Wednesday, December 25, 2013

The Twelve Days of Christmas- Night Two

  • The second night becomes the meeting of two
On the second night we go to Him with the inner experience of the night before, before our soulic nature, becoming evident also to the ego. Just as the song 'The Twelve Days of Christmas' goes on to repeat itself and recap the earlier days within the current day, so our experience gathers over the twelve nights (during the global fourteen). Our experience shifts now from being unconsciousness to recollective and from that into further knowledge. In this we experience Christ also, whose presence becomes apparent through this self-conscious reflection.

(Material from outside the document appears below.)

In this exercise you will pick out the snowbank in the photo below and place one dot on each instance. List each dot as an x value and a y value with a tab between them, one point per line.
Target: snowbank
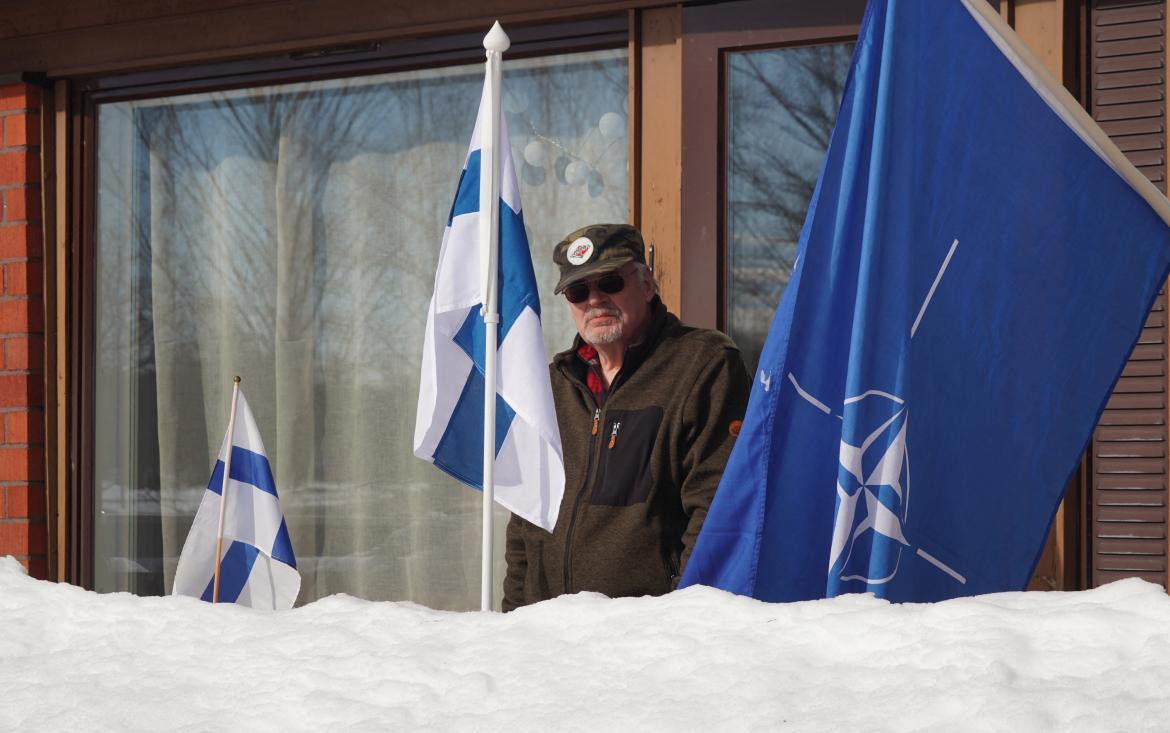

He is apparent to us in all meetings. In this power of two we find a unity of self and Father, Father God and Christ. There is a peace experienced in this unity (two turtle doves). Our meditation on this night is of marvelous meetings - of conjunctures. Of meetings that will come to us also in the year ahead. May we be aware of not only the Great Ones' Presence, but of our being with them and our being together.



888 said...

From Wiki:
Perhaps because of Biblical references (especially the well-known verse from the Song of Songs), its mournful voice, and the fact that it forms strong pair bonds, Turtle Doves have become emblems of devoted love. In the New Testament, two turtle doves are mentioned to have been sacrificed for the Birth of Jesus. In Renaissance Europe, the Turtle Dove was envisaged as the devoted partner of the Phoenix. Robert Chester's poem Love's Martyr is a sustained exploration of this symbolism. It was published along with other poems on the subject, including William Shakespeare's poem "The Phoenix and the Turtle" (where "turtle" refers to the turtle dove).

Anonymous said...

May we be as eternally well met as these two turile doves

888 said...

According to the law of Moses, a lamb was to be given as a "sin offering" on the birth of the first born son, or if you were too poor, a pair of turtle doves.

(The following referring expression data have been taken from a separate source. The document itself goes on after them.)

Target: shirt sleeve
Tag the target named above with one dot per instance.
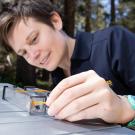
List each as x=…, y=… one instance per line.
x=122, y=55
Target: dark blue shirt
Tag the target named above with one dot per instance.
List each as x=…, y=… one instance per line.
x=110, y=53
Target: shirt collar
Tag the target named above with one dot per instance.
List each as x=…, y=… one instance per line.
x=82, y=46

"But if you cannot afford to bring a sheep, you may bring to the LORD two turtledoves or two young pigeons as the penalty for your sin. One of the birds will be for a sin offering, and the other for a burnt offering.

- Leviticus 5:7

And that is what occurred soon after the birth of the Jesus Child:

Then it was time for their purification offering, as required by the law of Moses after the birth of a child; so his parents took him to Jerusalem to present him to the Lord.

And to offer a sacrifice according to that which is said in the law of the Lord, A pair of turtledoves, or two young pigeons. Luke 2:22-24

888 said...

In Renaissance Europe, the Turtle Dove was envisaged as the devoted partner of the Phoenix. William Shakespeare's wrote an obscure poem "The Phoenix and the Turtle" (where "turtle" refers to the turtle dove).

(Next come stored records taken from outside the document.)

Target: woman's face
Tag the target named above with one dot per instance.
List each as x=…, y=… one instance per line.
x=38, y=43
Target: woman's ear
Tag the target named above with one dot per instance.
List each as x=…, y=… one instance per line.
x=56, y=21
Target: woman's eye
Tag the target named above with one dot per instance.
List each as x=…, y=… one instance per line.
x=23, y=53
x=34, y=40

Robert Chester's poem Love's Martyr or Rosalins Complaint is a sustained exploration of the symbolism.

"The poem is a long allegory, incorporating the story of King Arthur, in which the relationship between the birds is explored, and its symbolism articulated."

"It begins with the personification of Nature observing that the magnificently beautiful Phoenix is apparently about to die without an heir. The physical description given of the Phoenix is as a human female rather than a bird. Nature visits the Classical gods and pleads with Jupiter to find a way to give the Phoenix a child. Jupiter says that she must bring the Phoenix to the "isle of Paphos" to meet the Turtledove whose lover has apparently died. The Turtledove is guarding the fire of Prometheus. Jupiter gives Nature a magical "balm" to anoint the Turtledove, which will make him fall in love with the Phoenix."

"At the island, the Phoenix and the Turtledove fall in love, apparently without the aid of the balm. But first the Turtledove asks the Phoenix to forgive him for some unspecified wrong. They then agree to die together in a self-sacrificing fire, building an altar to Apollo, the patron of poetry. As they are consumed, the Phoenix laments the death of the Turtledove. A watching pelican observes the Phoenix's own death and describes a new and even more beautiful Phoenix emerging in glory from the flames."